- Born: Moti Lal 15 May 1931 Darro, Sindh, Bombay Presidency, British India
- Died: 4 August 2015 (aged 84) Mumbai, India
- Citizenship: Indian
- Education: Doctor of Philosophy, in Sindhi
- Occupations: Poet, writer, Educationalist

= Moti Prakash =

Indian writer of Sindhi language

Moti Prakash (15 May 1931 – 4 August 2015) was an Indian writer in the Sindhi language. He was one of the best known poets of the post- partition Sindhi literature. He died on 4 August 2015 in Mumbai, India.

==Early life==
Prakash's father Sukhramdas was a postmaster. Moti Prakash had his primary education from his native village Daro and neighboring town Jati. He received his bachelor's degree each in arts and education and doctorate in Sindhi. From his early age he was fond of reading poetry and children literature.

==Literary career==
He had contributed to other genres, such as short story, drama, and novel, critical essay, literary sketches and journalistic columns in a few newspapers. He possessed a keen interest in the education of Sindhi children. He joined K.J. Khilnani High School at Mumbai, where he rose to the position of principal. Then he moved to Dubai to manage The Indian High School, Dubai, from where he retired as a rector.

==Publications==
- 1. 'Aau Ta Choryoon Chung' (Let us play the fiddle), Poems, 1959.
- 2. 'Andhero Ujalo' (Light & darkness), Novel, 1963.
- 3. 'Gulran Ja Geet' (Songs for budding kids), Children's literature, 1963.
- 4. 'Chininga Vich Choley' (Sparks in my lap), Poems 1983.
- 5. 'Dithe Deenh Thyam' (Have not seen you for a long), Character Sketches, 1986.
- 6. 'Se Sabh Sandhyum Saah Seen' (All are hidden in my heart), Travelogue, 1987.

==As dramatist==
Prakash was a founder Secretary of 'Sindhu Kala Mandir', which was established with the object of staging Sindhi full length / one act plays.
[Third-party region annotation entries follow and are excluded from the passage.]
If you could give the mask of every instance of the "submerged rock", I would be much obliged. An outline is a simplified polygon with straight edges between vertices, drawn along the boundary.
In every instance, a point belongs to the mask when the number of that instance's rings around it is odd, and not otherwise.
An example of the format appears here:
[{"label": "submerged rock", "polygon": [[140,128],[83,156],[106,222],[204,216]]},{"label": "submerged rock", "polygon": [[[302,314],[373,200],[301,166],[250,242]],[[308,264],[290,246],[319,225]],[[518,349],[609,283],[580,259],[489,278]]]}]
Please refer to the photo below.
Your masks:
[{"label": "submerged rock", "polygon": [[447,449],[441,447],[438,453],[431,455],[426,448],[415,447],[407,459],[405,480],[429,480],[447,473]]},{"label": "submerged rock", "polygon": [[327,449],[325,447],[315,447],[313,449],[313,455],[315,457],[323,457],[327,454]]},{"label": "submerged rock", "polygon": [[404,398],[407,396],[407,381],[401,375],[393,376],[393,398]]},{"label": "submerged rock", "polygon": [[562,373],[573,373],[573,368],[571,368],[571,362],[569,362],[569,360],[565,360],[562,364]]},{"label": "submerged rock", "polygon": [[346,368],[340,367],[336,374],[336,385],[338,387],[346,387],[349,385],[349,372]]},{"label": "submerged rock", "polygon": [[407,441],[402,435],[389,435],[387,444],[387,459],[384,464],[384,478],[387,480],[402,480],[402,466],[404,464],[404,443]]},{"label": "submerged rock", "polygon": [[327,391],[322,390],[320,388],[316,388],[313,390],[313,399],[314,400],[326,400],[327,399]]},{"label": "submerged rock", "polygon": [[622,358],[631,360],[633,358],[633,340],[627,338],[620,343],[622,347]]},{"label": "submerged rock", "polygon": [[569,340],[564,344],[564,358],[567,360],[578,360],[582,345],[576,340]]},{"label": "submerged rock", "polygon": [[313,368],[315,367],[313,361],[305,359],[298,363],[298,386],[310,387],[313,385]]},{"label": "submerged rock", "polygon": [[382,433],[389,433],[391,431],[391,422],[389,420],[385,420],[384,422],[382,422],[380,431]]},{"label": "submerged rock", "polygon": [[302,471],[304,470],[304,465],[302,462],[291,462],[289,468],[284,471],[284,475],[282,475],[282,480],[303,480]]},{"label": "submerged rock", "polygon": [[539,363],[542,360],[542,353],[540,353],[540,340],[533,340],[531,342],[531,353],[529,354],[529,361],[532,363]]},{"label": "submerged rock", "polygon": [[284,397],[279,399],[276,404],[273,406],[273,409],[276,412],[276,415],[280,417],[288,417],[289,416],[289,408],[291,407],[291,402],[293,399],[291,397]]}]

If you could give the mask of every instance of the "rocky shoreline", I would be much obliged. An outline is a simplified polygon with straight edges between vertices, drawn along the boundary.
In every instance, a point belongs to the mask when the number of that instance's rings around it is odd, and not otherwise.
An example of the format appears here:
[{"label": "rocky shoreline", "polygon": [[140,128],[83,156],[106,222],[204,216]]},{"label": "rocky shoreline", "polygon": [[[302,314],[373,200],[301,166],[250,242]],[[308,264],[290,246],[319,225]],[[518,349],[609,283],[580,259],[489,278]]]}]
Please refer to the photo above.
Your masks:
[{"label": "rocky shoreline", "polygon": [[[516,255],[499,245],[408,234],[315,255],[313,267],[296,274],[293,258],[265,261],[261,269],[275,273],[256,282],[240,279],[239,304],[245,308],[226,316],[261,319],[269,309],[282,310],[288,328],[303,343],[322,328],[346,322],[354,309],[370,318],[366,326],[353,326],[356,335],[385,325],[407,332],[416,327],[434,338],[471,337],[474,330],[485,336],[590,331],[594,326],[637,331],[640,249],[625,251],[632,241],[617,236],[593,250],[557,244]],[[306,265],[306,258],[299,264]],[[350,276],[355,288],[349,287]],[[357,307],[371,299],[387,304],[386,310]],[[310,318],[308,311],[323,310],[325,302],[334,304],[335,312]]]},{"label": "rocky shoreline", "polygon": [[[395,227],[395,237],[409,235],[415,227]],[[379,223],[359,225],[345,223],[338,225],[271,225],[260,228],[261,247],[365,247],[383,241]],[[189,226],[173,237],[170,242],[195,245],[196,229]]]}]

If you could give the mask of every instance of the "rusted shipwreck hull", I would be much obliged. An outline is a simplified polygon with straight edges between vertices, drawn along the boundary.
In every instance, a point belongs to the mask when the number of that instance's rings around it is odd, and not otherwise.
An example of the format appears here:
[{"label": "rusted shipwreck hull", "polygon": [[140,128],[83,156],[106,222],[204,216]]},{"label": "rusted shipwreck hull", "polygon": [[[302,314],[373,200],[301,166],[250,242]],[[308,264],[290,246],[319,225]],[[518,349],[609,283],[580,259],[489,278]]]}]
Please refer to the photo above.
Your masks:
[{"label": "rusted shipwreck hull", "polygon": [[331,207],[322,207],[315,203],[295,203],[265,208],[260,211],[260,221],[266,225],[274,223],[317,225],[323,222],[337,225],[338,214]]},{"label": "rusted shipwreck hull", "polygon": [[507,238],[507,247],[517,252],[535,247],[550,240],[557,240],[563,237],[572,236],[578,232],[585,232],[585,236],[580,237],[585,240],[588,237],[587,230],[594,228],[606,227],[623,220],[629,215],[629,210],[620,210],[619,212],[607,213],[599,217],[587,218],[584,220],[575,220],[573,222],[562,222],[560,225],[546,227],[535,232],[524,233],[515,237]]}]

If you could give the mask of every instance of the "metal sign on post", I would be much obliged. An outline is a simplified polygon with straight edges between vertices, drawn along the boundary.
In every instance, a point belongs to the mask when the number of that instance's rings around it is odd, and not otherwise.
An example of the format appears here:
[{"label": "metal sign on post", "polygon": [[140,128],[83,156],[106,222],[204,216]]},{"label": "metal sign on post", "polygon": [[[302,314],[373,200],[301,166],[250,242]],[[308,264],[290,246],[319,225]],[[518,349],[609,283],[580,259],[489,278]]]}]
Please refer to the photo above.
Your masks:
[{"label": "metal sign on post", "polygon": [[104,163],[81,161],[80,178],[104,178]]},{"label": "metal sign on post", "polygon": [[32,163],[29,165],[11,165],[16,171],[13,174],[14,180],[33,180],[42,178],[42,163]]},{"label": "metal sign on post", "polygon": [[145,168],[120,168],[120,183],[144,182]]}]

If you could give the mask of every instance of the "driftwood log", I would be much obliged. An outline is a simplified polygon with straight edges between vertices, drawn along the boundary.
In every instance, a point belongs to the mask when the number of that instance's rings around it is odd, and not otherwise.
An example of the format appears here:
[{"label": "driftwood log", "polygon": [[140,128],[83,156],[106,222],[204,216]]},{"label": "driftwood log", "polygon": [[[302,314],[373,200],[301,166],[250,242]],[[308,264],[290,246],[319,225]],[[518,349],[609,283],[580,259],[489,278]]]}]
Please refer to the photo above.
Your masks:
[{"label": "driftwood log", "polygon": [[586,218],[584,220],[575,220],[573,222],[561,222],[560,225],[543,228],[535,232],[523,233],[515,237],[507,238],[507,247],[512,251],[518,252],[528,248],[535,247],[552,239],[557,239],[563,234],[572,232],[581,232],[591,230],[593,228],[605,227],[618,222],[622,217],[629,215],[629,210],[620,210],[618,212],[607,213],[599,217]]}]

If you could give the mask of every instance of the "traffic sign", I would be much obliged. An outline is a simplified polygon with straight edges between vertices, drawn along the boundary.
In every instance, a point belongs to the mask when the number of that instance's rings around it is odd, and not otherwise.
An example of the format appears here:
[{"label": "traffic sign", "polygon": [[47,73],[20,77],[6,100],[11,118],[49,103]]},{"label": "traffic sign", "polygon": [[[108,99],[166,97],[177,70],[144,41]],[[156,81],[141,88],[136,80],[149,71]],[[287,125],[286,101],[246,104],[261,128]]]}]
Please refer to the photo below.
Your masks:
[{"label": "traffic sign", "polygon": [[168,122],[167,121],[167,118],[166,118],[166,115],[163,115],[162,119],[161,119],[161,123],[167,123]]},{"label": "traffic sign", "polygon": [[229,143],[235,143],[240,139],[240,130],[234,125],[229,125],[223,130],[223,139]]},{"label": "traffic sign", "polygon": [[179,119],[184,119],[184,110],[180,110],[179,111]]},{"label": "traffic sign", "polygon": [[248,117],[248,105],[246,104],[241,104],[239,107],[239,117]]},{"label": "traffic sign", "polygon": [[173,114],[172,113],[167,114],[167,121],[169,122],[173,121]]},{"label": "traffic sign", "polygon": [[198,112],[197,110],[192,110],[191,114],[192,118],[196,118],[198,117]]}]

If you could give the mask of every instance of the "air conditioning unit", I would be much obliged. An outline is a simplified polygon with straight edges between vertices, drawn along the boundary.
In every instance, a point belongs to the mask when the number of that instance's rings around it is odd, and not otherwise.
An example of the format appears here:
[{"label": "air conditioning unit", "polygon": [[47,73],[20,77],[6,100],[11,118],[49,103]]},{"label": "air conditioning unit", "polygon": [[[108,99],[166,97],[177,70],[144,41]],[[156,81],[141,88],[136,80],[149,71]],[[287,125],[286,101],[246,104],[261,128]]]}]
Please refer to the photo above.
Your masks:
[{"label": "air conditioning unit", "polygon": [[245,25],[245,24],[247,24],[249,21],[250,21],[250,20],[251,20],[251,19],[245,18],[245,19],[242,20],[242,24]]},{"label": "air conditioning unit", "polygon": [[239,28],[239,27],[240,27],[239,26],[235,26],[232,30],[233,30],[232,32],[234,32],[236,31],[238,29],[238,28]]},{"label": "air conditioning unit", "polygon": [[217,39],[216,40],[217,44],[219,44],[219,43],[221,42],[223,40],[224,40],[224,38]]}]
In addition, he also produced about 250 plays & features for AIR during his tenure with AIR from 1956 to 1977. Prakash also wrote the following Three-Act-plays:
- 1. ‘Raat Hik Toofan Ji’ (Stormy night), 1971.
- 2. 'Anja Ta Maan Nandhri Ahyam (I am still a small kid), 1962.

==Death==
Prakash died on 4 August 2015 in Mumbai, India.